Column 7B63   Main

Expert Technique Lands Thin Slam

  by Richard Pavlicek

Starting next Friday in Las Vegas is the Summer North American Bridge Championships, which is expected to top all previous attendance records. Thousands of players will gather at the Las Vegas Hilton (the world’s largest hotel) to compete in many separate events over a 10-day span. Some events are intended for the experts, such as the Spingold Knockout Teams to decide the national championship; other events are geared toward the average player. There is something to please everybody.

Today’s deal occurred in last summer’s N.A.C. in Washington, D.C. and features expert bidding and play.

6 H South
Both Vul
S K Q J 9
H A K 7 5
D 4
C A J 9 5

1 C
4 D
5 C
1 H
4 S
6 H
S 6 5 4
H 10 9 3
D Q J 10 7
C K 8 6
TableS 10 7 2
H J 4
D K 8 6 3
C Q 10 7 2

Lead: D Q
S A 8 3
H Q 8 6 2
D A 9 5 2
C 4 3

After two routine bids, North’s jump to four diamonds was a splinter bid. This showed a hand worth a raise to four hearts with a singleton or void (a “splinter”) in diamonds. This enabled South to diagnose the excellent fit (A-x-x-x opposite a singleton is an ideal holding) and his four-spade bid showed the ace of that suit. North showed the club ace, and that was all the encouragement South needed to bid the slam.

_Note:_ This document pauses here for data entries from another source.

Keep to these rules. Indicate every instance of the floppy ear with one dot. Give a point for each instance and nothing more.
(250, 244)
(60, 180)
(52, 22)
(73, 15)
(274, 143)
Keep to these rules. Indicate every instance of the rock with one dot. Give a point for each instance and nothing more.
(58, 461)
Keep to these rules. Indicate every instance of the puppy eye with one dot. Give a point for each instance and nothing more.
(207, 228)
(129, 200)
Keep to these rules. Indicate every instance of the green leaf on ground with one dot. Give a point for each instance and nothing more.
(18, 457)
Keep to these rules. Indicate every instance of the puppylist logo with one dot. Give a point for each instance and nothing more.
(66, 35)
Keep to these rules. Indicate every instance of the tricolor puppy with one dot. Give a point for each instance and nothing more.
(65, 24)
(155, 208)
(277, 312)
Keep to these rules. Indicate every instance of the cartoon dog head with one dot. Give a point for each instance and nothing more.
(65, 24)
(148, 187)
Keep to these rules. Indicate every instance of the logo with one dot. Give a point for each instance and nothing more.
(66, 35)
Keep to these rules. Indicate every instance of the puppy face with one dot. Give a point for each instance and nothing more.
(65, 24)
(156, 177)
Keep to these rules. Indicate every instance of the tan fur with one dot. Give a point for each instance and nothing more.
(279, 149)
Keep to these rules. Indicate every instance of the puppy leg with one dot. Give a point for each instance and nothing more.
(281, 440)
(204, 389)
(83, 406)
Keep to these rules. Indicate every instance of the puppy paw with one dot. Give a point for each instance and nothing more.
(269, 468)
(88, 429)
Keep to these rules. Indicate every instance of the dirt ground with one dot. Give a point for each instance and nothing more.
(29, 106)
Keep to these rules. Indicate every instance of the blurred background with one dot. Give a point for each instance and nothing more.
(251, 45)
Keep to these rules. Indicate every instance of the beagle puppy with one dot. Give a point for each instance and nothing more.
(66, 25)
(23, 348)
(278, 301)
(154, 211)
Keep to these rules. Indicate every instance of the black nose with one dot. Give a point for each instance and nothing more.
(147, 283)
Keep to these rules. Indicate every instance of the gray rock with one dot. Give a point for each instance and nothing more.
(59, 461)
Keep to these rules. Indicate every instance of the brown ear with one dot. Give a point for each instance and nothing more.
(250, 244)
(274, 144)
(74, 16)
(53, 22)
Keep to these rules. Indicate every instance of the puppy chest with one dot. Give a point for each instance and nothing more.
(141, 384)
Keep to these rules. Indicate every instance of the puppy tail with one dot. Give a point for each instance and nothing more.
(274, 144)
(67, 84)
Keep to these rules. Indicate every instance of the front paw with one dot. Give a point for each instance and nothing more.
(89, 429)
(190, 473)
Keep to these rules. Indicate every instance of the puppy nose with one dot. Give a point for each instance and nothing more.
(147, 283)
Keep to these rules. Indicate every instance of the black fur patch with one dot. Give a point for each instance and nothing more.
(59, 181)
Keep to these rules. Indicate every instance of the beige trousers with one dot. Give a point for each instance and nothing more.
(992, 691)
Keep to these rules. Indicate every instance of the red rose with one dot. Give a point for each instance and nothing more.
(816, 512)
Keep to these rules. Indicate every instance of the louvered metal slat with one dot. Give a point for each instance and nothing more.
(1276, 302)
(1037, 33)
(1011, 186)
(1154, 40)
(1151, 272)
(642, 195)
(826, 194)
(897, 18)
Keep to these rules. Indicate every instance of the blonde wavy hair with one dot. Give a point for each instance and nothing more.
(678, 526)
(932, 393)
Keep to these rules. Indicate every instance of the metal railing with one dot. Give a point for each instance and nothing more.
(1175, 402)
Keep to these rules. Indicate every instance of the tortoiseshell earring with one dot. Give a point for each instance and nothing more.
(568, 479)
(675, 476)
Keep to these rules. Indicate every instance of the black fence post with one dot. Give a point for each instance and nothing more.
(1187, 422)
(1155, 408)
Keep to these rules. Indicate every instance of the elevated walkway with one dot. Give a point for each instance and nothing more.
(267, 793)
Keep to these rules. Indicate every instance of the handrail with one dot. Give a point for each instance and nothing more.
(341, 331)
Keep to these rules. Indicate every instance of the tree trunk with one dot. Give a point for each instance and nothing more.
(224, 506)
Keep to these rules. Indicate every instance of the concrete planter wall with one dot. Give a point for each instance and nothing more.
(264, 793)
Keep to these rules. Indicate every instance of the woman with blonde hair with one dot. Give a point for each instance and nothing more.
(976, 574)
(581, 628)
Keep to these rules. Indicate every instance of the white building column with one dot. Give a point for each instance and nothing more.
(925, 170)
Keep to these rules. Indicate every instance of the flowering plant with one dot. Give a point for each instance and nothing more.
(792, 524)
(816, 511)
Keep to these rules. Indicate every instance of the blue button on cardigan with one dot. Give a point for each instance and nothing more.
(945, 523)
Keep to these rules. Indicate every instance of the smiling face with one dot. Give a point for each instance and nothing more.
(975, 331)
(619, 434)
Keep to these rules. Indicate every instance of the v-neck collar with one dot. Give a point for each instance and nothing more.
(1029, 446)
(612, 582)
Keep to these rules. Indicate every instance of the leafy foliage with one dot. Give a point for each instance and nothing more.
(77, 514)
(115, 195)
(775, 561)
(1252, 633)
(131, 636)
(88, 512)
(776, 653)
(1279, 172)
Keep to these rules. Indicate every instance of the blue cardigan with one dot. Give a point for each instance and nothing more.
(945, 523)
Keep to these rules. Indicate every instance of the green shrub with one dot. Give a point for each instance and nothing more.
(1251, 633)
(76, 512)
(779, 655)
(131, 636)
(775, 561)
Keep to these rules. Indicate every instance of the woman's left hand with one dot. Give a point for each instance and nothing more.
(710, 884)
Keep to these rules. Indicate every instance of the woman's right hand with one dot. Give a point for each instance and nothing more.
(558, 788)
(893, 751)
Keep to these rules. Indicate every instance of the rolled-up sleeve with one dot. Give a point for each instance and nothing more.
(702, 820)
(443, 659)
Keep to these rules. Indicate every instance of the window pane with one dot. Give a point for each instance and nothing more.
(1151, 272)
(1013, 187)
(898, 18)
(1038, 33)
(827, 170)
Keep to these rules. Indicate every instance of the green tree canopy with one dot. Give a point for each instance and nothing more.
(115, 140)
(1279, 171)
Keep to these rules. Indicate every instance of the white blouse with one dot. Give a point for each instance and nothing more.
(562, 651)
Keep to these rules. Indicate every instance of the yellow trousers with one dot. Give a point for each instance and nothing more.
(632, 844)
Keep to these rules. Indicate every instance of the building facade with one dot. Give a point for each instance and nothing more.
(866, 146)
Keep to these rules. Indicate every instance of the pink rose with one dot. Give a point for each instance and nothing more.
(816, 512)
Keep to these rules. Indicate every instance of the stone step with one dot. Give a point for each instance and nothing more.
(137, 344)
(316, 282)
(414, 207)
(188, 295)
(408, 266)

West led the diamond queen and declarer formulated a plan. There were 10 sure tricks (assuming a normal three-two trump break), so two ruffs were required to bring this total to 12. The diamond ace was won, followed by a diamond ruff in dummy.

Then came the key play: a small club off dummy. This was necessary to build up communication so declarer could reach his hand later to draw the outstanding trump. West won with the eight-spot and returned a club (nothing matters) to dummy’s ace. Dummy’s ace and king of hearts were cashed, followed by a spade to the ace and another diamond ruff. Finally, a club ruff allowed declarer to draw the last trump and claim the rest.